What is Wanted Dead or a Wild?

Wanted Dead or a Wild is a high-volatility pokies game from Hacksaw Gaming, a Malta-based studio founded in 2018 that has built its reputation on high-ceiling, mathematically aggressive titles. It was released on 29 September 2021 and quickly became one of the most-streamed pokies in the world, with over 1.1 billion minutes watched on streaming platforms in 2022. The theme is a deliberately bleak Wild West — scorched earth, dead trees, a sun-bleached sky — rather than the cartoon-saloon aesthetic of most Western-themed pokies.

The core loop is simple on the surface. You spin a 5×5 grid looking to line up three or more matching symbols from the leftmost reel across one of 15 fixed paylines. What drives the game is the DuelReels mechanic: VS symbols that land as part of a winning combination expand to cover an entire reel, trigger a duel animation between two outlaws, and turn that full reel wild with a multiplier between 2x and 100x. If multiple VS symbols land on the same winning spin, their multipliers are added together before being applied to payline wins. Three separate bonus rounds sit on top of that base mechanic.

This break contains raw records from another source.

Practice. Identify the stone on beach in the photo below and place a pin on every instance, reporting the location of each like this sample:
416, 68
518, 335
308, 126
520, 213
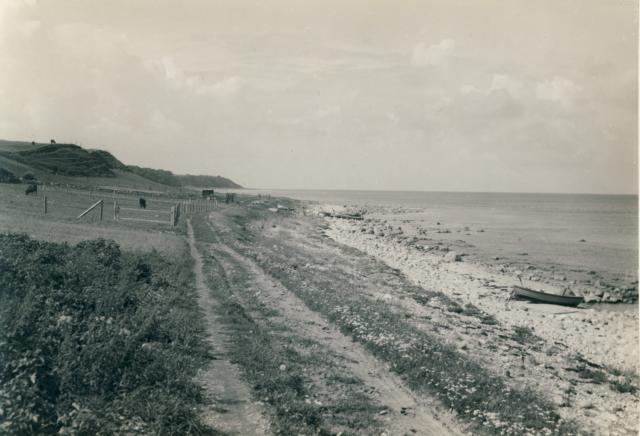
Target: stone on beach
452, 256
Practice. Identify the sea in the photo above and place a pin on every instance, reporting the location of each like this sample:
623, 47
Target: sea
581, 232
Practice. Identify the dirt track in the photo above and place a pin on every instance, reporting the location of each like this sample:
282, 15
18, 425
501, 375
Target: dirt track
232, 410
399, 409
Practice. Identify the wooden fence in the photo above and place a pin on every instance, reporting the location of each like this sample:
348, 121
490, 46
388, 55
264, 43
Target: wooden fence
164, 211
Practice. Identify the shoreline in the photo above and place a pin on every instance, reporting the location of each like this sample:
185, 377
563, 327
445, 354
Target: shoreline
607, 333
569, 345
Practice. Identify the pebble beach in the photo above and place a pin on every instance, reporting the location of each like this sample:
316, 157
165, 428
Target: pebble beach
603, 332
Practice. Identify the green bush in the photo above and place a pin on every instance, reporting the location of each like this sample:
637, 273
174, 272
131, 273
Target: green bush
97, 341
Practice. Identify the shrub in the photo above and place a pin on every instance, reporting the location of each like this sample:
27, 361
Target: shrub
95, 340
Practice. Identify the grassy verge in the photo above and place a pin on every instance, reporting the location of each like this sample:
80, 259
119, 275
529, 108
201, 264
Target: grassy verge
97, 341
299, 382
425, 361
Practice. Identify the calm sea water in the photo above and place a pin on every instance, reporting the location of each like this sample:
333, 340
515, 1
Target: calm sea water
549, 227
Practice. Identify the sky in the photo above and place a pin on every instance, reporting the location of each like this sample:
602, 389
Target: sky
448, 95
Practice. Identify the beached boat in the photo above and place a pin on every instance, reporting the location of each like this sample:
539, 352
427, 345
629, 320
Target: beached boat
543, 297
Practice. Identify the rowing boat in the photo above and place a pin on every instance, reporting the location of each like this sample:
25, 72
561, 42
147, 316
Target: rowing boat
543, 297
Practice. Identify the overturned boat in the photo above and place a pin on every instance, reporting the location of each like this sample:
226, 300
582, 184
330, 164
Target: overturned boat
543, 297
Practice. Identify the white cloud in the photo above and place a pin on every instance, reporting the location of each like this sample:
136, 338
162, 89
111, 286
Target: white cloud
435, 55
558, 89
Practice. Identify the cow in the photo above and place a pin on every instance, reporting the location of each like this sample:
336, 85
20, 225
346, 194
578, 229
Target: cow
32, 188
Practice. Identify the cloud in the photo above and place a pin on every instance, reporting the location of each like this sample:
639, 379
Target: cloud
436, 55
499, 83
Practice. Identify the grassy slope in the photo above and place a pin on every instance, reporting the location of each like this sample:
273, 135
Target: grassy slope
79, 166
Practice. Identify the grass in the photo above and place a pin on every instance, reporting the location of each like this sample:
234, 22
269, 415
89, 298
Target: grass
625, 386
97, 341
24, 214
298, 381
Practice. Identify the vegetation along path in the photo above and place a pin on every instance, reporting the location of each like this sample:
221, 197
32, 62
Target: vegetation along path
339, 386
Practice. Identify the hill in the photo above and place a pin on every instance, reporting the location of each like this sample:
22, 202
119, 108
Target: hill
70, 163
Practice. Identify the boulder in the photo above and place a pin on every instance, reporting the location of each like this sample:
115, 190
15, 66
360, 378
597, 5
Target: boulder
591, 298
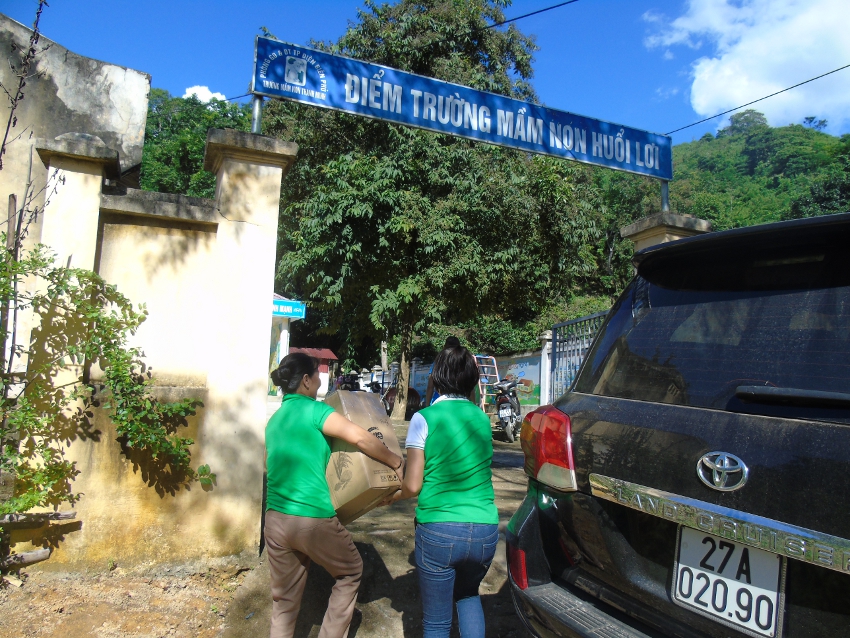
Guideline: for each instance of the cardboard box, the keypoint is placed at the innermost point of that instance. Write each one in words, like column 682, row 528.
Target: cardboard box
column 358, row 483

This is not a pokies game for casual spinners. The hit rate is around 19.36% — roughly one winning spin in every five — and the base game symbols pay modestly on their own. The design is built around long periods of nothing followed by rare, potentially very large wins that usually come from the bonus rounds. If you’re used to the steady tempo of Lightning Link or Dragon Link in Australian pubs, the rhythm of this game will feel quiet for long stretches.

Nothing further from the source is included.